Let $ABC$ be a triangle, having no right angles, and let $D$ be a point on the side $BC$. Let $E$ and $F$ be the feet of the perpendiculars drawn from the point $D$ to the lines $AB$ and $AC$ respectively. Let $P$ be the point of intersection of the lines $BF$ and $CE$. Prove that the line $AP$ is the altitude of the triangle $ABC$ from the vertex $A$ if and only if the line $AD$ is the angle bisector of the angle $CAB$.
Problem
Source: Romanian Junior BkMO TST 2004, problem 5
Tags: trigonometry, geometry, angle bisector, geometry solved
Valentin Vornicu
14.05.2004 01:59
well, I just realised that this is the same problem as JBkMO 2000, problem 3!
Anonymous
22.05.2004 22:21
Maybe someone could post a solution also?
Peter Scholze
02.07.2004 15:10
hint for the guest: use ceva and do a short calculation. Peter
darij grinberg
07.07.2004 15:18
Actually, the solution with Ceva and trigonometry is clear.
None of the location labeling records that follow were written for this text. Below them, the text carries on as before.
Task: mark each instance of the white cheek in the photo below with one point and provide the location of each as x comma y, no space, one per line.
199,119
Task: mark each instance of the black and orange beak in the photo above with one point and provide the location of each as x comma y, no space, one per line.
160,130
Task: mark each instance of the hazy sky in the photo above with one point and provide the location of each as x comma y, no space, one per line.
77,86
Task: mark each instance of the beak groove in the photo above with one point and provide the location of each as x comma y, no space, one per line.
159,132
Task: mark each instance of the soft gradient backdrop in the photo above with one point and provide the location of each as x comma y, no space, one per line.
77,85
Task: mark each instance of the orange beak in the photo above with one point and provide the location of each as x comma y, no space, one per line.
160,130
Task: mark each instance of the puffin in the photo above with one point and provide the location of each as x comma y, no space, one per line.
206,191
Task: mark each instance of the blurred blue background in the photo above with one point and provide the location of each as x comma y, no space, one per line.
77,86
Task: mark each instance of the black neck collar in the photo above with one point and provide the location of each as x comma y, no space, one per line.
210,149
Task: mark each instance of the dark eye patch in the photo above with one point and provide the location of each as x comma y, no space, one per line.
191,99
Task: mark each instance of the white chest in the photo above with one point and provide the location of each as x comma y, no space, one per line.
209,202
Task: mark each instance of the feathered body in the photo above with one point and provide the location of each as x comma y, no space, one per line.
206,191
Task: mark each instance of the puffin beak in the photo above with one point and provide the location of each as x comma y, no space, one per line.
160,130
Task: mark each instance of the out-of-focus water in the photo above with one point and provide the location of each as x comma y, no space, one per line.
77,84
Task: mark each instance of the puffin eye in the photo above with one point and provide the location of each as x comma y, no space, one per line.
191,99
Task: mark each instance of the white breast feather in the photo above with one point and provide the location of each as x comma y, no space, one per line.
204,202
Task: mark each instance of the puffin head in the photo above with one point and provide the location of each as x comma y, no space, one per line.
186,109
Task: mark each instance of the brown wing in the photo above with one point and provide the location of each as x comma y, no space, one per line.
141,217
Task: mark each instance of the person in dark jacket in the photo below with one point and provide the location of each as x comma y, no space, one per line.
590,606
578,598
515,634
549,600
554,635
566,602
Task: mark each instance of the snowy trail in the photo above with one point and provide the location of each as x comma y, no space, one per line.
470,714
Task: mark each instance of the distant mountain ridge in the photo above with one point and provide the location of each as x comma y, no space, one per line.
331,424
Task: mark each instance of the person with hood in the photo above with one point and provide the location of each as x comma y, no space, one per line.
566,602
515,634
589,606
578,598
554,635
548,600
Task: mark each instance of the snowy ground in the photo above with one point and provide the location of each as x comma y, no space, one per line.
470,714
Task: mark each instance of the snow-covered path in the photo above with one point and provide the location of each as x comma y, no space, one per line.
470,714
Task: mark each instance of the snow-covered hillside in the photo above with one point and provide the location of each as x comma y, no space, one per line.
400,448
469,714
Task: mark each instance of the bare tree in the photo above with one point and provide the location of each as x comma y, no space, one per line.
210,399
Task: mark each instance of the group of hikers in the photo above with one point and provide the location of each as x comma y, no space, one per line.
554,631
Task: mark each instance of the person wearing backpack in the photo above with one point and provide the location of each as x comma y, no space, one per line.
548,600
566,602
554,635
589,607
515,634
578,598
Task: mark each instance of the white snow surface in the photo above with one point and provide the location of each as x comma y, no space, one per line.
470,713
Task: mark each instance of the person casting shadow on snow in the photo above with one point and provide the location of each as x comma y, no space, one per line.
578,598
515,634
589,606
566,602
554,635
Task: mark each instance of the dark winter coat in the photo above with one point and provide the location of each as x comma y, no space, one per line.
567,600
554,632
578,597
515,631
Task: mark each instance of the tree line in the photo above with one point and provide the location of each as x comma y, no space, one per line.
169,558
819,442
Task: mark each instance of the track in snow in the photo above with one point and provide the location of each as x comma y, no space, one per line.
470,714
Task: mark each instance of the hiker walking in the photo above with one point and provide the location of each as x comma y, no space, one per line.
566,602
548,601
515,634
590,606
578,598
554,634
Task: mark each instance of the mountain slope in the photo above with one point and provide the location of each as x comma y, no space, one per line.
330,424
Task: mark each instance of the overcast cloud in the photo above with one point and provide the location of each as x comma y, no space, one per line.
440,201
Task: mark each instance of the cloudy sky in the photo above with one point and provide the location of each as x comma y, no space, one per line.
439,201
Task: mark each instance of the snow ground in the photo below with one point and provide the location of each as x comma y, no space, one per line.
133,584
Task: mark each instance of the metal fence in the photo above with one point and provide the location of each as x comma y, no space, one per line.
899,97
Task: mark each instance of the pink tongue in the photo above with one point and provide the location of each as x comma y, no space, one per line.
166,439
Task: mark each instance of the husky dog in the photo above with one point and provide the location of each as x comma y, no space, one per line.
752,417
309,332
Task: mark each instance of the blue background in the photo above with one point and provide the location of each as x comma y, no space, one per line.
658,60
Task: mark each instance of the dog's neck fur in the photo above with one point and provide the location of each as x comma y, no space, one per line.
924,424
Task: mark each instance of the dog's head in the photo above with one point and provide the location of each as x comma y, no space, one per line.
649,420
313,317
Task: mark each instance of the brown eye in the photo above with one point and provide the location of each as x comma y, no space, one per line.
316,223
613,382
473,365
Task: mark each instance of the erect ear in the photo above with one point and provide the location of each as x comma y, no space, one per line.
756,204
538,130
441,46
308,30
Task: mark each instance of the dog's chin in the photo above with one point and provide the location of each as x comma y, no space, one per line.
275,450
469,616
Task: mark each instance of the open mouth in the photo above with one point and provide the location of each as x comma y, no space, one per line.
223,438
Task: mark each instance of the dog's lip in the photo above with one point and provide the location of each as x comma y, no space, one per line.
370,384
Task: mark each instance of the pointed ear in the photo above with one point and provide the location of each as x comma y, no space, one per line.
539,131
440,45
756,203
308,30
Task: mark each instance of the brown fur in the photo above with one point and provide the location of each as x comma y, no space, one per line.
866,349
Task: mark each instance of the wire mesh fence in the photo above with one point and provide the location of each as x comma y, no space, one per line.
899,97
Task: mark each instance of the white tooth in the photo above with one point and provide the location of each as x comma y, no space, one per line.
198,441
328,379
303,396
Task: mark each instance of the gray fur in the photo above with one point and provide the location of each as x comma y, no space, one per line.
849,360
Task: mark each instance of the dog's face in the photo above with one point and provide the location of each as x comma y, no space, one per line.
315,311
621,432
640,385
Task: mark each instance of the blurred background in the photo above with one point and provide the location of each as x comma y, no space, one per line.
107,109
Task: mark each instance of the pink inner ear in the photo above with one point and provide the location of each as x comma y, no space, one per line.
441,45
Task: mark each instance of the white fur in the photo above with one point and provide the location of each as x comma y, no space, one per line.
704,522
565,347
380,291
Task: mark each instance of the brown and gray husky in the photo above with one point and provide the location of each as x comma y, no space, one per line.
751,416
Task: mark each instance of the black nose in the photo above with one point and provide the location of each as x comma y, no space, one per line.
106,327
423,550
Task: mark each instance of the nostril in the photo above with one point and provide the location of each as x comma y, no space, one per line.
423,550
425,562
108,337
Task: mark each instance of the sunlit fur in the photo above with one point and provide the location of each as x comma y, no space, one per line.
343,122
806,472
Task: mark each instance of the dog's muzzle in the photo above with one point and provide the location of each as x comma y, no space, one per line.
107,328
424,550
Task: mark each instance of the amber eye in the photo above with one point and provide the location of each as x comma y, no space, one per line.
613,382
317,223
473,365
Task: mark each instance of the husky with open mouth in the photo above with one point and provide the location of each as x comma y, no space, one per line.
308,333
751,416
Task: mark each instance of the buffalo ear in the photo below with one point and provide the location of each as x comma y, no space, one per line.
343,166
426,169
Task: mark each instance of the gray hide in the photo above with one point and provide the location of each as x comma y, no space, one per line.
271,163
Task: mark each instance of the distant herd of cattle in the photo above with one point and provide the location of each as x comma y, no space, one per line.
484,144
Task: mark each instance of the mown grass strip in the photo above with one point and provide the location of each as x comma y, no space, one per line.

I'm just seeing there is a very simple solution without trigonometry: Let X be the foot of the A-altitude of triangle ABC. Then, we must prove that the lines AX, BF and CE concur if and only if the point D lies on the internal angle bisector of the angle CAB. Well, the triangles ABX and DBE are similar (since < ABX = < DBE and < AXB = < DEB = 90°), thus $\displaystyle \frac{BE}{DE}=\frac{BX}{AX}$, so that $\displaystyle BE=DE\cdot \frac{BX}{AX}$, and similarly $\displaystyle CF=DF\cdot \frac{CX}{AX}$. Therefore, $\frac{CF}{BE}=\frac{DF\cdot CX}{DE\cdot BX}$, and thus $\frac{AE}{BE}\cdot \frac{BX}{CX}\cdot \frac{CF}{AF}=\frac{AE}{AF}\cdot \frac{BX}{CX}\cdot \frac{CF}{BE}$ $=\frac{AE}{AF}\cdot \frac{BX}{CX}\cdot \frac{DF\cdot CX}{DE\cdot BX}=\frac{AE}{AF}\cdot \frac{DF}{DE}=\frac{AE: DE}{AF: DF}$. Now, by Ceva, the lines AX, BF and CE concur if and only if $\displaystyle \frac{AE}{BE}\cdot \frac{BX}{CX}\cdot \frac{CF}{AF}=1$. As we have seen, this is equivalent to $\displaystyle \frac{AE: DE}{AF: DF}=1$, or just $\displaystyle \frac{AE}{DE}=\frac{AF}{DF}$. But this holds if and only if the triangles ADE and ADF are similar (since we know < AED = < AFD = 90°), what, in turn, is equivalent to < EAD = < FAD, i. e. to the assertion that the point D lies on the angle bisector of the angle CAB. This completes the solution. EDIT: The same problem has been discussed on http://www.mathlinks.ro/Forum/viewtopic.php?t=41286 . Darij
Virgil Nicula
24.11.2005 02:53
Here is (the Darij's expression) "a clear, short and trigonometrical" solution (in my opinion): $x=m(\widehat {BAD})$, $y=m(\widehat {CAD})\Longrightarrow \frac{DB}{DC}=\frac{AB\sin x}{AC\sin y};$ $\ R\in AP\cap BC$ $\Longrightarrow\frac{RB}{RC}\cdot \frac{FC}{FA}\cdot \frac{EA}{EB}=1.$ $AP\perp BC\Longleftrightarrow \frac{RB}{RC}=\frac{AB\cos B}{AC\cos C}\Longleftrightarrow\frac{FA}{FC}\cdot \frac{EB}{EA}=\frac{AB\cos B}{AC\cos C}\Longleftrightarrow$ $(FA=AD\cos y,\ FC=DC\cos C,\ EB=DB\cos B,\ EA=AD\cos x)$ $\frac{DB}{DC}\cdot \frac{\cos y}{\cos x}=\frac{AB}{AC}\Longleftrightarrow \frac{AB}{AC}\cdot \frac{\sin x}{\sin y}\cdot \frac{\cos y}{\cos x}=\frac{AB}{AC}\Longleftrightarrow \tan x=\tan y\Longleftrightarrow$$x=y.$ Therefore, $AP\perp BC\Longleftrightarrow x=y\Longleftrightarrow$the ray $[AD$is the bisector of the angle $\widehat {BAC}$.